6. The horse does all the work…
I implore you to take a ride in those stirrups. Horseback riding requires balance, a strong core, a deep seat along with good posture and excellent body control to ensure you’re not throwing your weight around on the horses back. A 50 pound child flopping around on a horses back could pose higher risk of damage to a horse than a 120 pound rider with excellent core and body control. Timing is critical and good overall fitness is fundamental in order to success in any sustained riding.
7. They can’t lay down, right?
Actually they can. Many like to take afternoon naps in the sun or lay down to sleep at night. Because it takes so much energy to get up they rarely do lay down unless they feel totally safe and secure. Some “herds” all take naps together while others take turns napping and keeping lookout.
8. How do they sleep?
Horses have evolved to require much less sleep than humans. Over the course of the day they will often sneak naps several minutes long. In total they might average around 3 hours per day. During their naps they can stand upright. For deep sleep they do lay down but they need to feel safe and secure in order to do so.
9. It’s just a horse…
It’s better if you filter this phrase our before the words leave your lips but it is something I hear often. There is a deep bond between horse-owners and their equines and it is indescribable. Until you feel that connection you may never understand so please be aware and try to understand the existence of this bond.
There is a feeling one gets when you are able to connect with such a massive animal; to communicate with this animal. Most horse owners are able to communicate better with their horse than with other humans. The horse and owner become a team mentally, physically, and dare I say it, spiritually. A horse owner notices the slightest change in a horses temperament or behavior and can sense when something’s amiss. Just the same when the human is feeling blue the horse knows. This is a point of pride among horse people and it’s part of the fiber that makes us who we are. To say the “it’s just a horse” takes away parts of our very being.
10. Where do you keep it, in your backyard?

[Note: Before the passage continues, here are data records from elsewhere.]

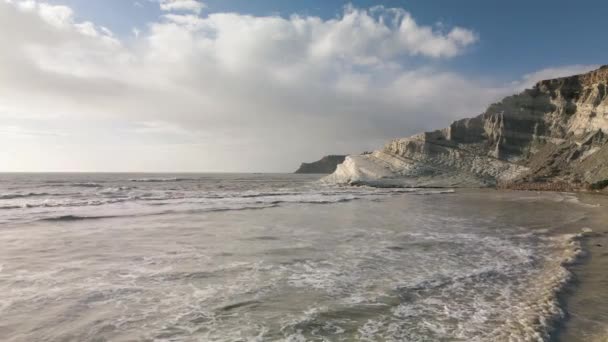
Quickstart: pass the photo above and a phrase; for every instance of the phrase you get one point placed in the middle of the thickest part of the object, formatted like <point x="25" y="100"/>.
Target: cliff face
<point x="327" y="165"/>
<point x="554" y="133"/>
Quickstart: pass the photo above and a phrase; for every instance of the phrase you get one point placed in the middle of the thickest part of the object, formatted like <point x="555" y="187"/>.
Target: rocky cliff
<point x="327" y="165"/>
<point x="554" y="135"/>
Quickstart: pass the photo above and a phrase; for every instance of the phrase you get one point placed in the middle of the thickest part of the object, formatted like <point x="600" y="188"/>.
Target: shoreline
<point x="584" y="298"/>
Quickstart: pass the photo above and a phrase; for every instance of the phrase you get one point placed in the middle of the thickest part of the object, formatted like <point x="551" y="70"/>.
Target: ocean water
<point x="270" y="257"/>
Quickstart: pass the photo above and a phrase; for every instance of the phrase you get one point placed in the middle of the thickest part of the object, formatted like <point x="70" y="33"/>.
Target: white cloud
<point x="226" y="92"/>
<point x="182" y="5"/>
<point x="528" y="80"/>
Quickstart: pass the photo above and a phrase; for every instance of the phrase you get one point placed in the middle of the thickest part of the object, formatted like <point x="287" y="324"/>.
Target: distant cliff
<point x="327" y="165"/>
<point x="553" y="136"/>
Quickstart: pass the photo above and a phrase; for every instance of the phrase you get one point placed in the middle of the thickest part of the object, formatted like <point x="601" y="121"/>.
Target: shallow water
<point x="279" y="257"/>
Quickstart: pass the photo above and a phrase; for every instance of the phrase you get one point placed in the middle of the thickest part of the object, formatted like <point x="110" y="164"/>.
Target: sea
<point x="279" y="257"/>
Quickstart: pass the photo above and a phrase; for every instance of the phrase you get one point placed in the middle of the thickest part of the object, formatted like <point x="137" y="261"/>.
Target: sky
<point x="261" y="86"/>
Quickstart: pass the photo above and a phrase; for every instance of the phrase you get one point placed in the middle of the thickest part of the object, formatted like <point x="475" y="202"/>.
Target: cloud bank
<point x="225" y="91"/>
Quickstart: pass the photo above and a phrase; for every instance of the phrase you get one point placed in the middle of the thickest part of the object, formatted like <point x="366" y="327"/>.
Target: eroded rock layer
<point x="326" y="164"/>
<point x="554" y="133"/>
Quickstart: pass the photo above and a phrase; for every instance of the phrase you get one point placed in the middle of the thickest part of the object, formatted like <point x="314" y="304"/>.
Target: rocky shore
<point x="552" y="137"/>
<point x="327" y="165"/>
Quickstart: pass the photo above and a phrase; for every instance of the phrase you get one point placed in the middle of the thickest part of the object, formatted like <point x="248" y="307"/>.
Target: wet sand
<point x="586" y="298"/>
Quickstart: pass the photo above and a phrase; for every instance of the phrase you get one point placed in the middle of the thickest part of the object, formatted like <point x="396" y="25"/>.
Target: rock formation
<point x="327" y="165"/>
<point x="553" y="136"/>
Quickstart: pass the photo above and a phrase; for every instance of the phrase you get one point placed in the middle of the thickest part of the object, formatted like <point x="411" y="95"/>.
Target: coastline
<point x="584" y="298"/>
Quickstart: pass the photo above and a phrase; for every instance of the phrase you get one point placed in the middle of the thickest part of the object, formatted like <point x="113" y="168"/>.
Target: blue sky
<point x="516" y="37"/>
<point x="237" y="85"/>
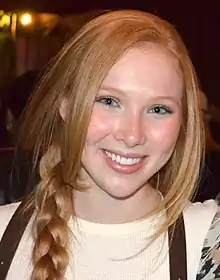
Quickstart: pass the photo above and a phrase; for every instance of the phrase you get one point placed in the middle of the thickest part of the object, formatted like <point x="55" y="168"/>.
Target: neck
<point x="100" y="207"/>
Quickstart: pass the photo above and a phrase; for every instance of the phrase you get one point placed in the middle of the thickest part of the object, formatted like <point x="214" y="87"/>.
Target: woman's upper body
<point x="118" y="251"/>
<point x="114" y="120"/>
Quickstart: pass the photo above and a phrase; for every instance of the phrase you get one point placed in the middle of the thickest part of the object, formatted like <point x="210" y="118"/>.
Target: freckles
<point x="99" y="125"/>
<point x="167" y="133"/>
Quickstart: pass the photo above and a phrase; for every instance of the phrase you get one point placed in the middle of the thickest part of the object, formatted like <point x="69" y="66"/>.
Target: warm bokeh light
<point x="26" y="19"/>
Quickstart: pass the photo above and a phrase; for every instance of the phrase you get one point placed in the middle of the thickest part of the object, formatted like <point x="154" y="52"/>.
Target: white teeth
<point x="123" y="160"/>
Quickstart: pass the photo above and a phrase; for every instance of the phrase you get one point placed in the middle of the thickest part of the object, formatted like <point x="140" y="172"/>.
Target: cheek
<point x="99" y="127"/>
<point x="166" y="133"/>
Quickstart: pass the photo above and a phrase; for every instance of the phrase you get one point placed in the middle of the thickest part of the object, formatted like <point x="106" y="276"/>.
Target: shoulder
<point x="210" y="260"/>
<point x="6" y="213"/>
<point x="198" y="218"/>
<point x="208" y="206"/>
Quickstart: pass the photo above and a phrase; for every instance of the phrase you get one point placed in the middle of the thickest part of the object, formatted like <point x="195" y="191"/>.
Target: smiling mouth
<point x="122" y="160"/>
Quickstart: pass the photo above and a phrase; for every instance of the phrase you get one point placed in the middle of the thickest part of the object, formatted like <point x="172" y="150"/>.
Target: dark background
<point x="197" y="22"/>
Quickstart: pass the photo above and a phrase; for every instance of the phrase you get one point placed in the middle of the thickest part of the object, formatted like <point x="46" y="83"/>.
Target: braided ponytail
<point x="54" y="205"/>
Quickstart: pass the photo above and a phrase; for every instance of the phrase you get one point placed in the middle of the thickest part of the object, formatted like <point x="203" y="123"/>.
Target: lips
<point x="122" y="163"/>
<point x="122" y="159"/>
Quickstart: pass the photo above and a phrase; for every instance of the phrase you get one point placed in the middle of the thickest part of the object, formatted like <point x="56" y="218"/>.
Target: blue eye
<point x="160" y="110"/>
<point x="108" y="101"/>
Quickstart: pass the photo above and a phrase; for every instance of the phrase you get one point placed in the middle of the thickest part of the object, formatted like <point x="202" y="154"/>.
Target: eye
<point x="160" y="110"/>
<point x="108" y="101"/>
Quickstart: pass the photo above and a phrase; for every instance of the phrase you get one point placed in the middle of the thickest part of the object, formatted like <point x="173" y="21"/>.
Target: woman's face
<point x="135" y="122"/>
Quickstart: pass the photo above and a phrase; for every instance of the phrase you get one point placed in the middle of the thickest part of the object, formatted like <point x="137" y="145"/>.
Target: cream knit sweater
<point x="116" y="252"/>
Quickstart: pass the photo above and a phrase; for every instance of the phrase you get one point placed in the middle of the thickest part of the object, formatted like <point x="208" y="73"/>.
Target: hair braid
<point x="54" y="206"/>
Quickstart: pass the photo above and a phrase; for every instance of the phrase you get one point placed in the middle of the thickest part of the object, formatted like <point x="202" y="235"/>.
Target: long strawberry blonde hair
<point x="75" y="76"/>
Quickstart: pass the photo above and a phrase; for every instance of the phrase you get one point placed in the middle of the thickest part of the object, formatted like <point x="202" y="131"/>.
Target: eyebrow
<point x="160" y="97"/>
<point x="112" y="89"/>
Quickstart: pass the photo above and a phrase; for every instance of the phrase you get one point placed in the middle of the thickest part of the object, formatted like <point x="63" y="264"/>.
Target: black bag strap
<point x="177" y="253"/>
<point x="18" y="223"/>
<point x="11" y="238"/>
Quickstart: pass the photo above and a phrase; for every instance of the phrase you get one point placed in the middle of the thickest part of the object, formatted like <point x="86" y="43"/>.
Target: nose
<point x="130" y="130"/>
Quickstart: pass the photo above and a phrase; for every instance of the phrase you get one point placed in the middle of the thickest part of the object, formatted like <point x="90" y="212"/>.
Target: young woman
<point x="117" y="128"/>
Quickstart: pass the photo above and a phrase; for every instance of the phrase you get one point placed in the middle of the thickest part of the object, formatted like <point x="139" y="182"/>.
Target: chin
<point x="121" y="193"/>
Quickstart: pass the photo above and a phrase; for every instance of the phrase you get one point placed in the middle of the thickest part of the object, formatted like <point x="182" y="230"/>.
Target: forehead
<point x="148" y="68"/>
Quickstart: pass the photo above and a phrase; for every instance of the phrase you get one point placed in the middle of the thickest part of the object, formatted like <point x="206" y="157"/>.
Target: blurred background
<point x="31" y="34"/>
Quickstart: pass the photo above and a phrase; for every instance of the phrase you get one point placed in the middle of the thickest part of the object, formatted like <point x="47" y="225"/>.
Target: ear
<point x="63" y="109"/>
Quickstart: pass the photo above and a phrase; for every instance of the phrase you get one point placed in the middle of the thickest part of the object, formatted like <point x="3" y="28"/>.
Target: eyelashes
<point x="108" y="101"/>
<point x="112" y="102"/>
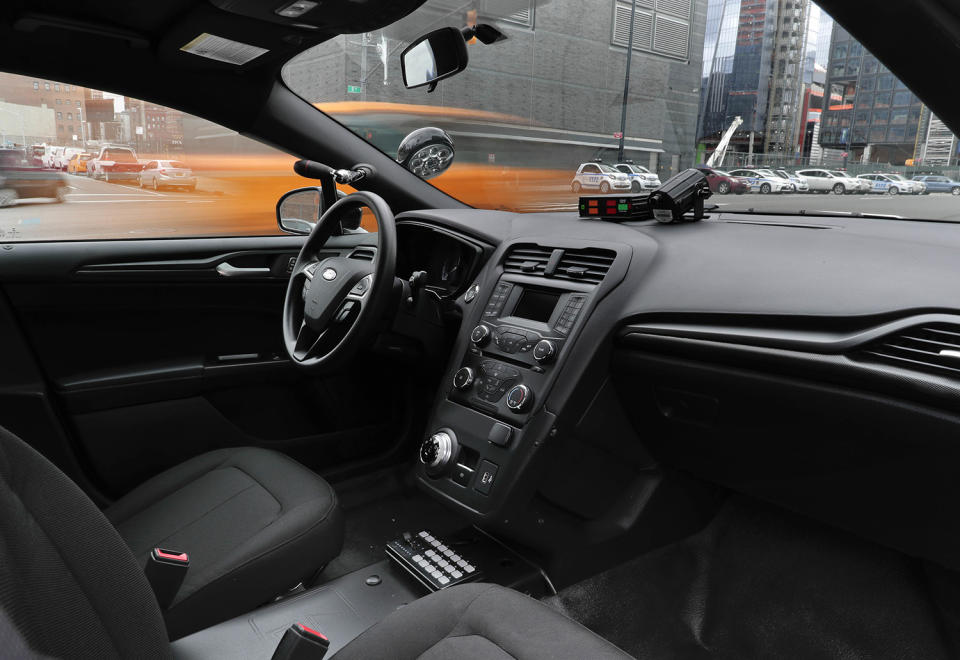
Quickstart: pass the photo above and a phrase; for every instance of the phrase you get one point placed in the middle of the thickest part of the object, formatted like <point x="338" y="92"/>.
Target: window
<point x="225" y="166"/>
<point x="664" y="31"/>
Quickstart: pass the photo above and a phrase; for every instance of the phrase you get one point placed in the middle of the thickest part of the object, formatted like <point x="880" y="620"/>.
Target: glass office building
<point x="869" y="113"/>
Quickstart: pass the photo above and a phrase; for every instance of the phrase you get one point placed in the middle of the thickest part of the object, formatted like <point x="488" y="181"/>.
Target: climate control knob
<point x="544" y="351"/>
<point x="480" y="335"/>
<point x="463" y="379"/>
<point x="437" y="451"/>
<point x="519" y="398"/>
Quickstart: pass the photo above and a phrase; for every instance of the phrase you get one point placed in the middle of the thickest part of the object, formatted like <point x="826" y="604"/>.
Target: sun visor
<point x="340" y="16"/>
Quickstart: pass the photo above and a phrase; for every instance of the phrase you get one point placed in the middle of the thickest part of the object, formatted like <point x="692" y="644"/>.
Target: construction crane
<point x="716" y="158"/>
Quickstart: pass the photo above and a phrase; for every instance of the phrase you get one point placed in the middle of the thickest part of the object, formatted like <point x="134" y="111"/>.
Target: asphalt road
<point x="234" y="205"/>
<point x="100" y="210"/>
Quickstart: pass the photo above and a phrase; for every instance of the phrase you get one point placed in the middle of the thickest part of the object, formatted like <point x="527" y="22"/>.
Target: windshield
<point x="777" y="82"/>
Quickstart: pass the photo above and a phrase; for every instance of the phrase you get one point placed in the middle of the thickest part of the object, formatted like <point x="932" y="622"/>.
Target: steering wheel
<point x="333" y="302"/>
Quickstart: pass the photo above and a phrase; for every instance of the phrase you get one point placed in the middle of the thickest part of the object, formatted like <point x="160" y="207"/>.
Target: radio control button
<point x="519" y="398"/>
<point x="480" y="335"/>
<point x="463" y="379"/>
<point x="544" y="351"/>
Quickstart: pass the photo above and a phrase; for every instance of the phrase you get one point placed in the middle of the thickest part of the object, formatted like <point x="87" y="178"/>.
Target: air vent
<point x="528" y="259"/>
<point x="934" y="348"/>
<point x="588" y="265"/>
<point x="363" y="254"/>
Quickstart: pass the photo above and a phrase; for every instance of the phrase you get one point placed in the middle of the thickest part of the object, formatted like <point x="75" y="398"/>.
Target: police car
<point x="599" y="176"/>
<point x="892" y="184"/>
<point x="640" y="177"/>
<point x="764" y="181"/>
<point x="799" y="183"/>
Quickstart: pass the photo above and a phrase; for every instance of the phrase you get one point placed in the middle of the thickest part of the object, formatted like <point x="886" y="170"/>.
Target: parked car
<point x="115" y="164"/>
<point x="599" y="176"/>
<point x="158" y="174"/>
<point x="891" y="184"/>
<point x="764" y="181"/>
<point x="799" y="183"/>
<point x="723" y="183"/>
<point x="19" y="178"/>
<point x="826" y="181"/>
<point x="62" y="158"/>
<point x="78" y="163"/>
<point x="50" y="155"/>
<point x="640" y="177"/>
<point x="939" y="184"/>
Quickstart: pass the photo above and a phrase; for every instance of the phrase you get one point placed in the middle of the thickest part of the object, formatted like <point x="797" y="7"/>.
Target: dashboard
<point x="814" y="363"/>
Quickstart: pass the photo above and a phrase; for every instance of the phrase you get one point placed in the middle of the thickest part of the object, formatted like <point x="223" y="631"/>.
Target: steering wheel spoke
<point x="333" y="302"/>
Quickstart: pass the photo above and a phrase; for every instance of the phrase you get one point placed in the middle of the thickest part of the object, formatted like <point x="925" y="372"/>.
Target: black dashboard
<point x="807" y="362"/>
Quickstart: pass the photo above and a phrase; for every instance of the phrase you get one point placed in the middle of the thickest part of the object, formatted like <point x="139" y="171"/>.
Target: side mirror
<point x="433" y="57"/>
<point x="427" y="152"/>
<point x="298" y="211"/>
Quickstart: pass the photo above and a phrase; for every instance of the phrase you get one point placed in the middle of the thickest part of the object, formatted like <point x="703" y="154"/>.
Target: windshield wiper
<point x="805" y="212"/>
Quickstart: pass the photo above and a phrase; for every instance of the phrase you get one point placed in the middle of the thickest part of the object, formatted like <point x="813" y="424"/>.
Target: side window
<point x="229" y="186"/>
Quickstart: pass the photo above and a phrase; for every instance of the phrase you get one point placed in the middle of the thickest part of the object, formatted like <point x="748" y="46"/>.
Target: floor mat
<point x="759" y="582"/>
<point x="378" y="508"/>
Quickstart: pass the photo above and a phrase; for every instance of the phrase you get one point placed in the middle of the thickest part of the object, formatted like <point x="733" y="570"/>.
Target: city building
<point x="872" y="116"/>
<point x="760" y="62"/>
<point x="521" y="101"/>
<point x="65" y="101"/>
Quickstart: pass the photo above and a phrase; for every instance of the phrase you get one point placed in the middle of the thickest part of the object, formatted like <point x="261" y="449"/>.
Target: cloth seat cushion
<point x="478" y="622"/>
<point x="254" y="523"/>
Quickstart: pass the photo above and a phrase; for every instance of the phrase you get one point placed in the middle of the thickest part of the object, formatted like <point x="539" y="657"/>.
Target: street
<point x="234" y="204"/>
<point x="99" y="210"/>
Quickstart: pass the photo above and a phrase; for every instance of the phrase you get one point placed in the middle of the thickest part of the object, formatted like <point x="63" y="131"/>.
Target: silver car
<point x="159" y="174"/>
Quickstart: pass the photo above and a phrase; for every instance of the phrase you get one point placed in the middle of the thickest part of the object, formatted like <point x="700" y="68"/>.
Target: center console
<point x="523" y="320"/>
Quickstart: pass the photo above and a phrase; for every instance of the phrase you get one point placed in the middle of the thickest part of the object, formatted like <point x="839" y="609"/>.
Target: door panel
<point x="148" y="353"/>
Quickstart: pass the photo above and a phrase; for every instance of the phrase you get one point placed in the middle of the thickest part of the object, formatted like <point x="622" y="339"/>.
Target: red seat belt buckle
<point x="165" y="571"/>
<point x="301" y="643"/>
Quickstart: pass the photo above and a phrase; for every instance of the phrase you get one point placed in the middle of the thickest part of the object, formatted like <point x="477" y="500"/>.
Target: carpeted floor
<point x="759" y="582"/>
<point x="378" y="508"/>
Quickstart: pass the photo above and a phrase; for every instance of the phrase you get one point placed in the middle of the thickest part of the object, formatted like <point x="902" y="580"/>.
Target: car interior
<point x="470" y="433"/>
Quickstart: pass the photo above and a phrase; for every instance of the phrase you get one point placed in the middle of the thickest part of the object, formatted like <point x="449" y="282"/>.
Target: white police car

Not likely. Most people board their horses with others at a private farm. The farm owner and horse owner agree to a monthly fee and discuss the expectations and the horse stays on this farm. Depending on the agreement the farm owner may feed, turnout, and care for the horse or it may be up to the horse owner to provide all the care. This varies from farm to farm so horse owners often need to decide what’s important to them in order to find the perfect situation.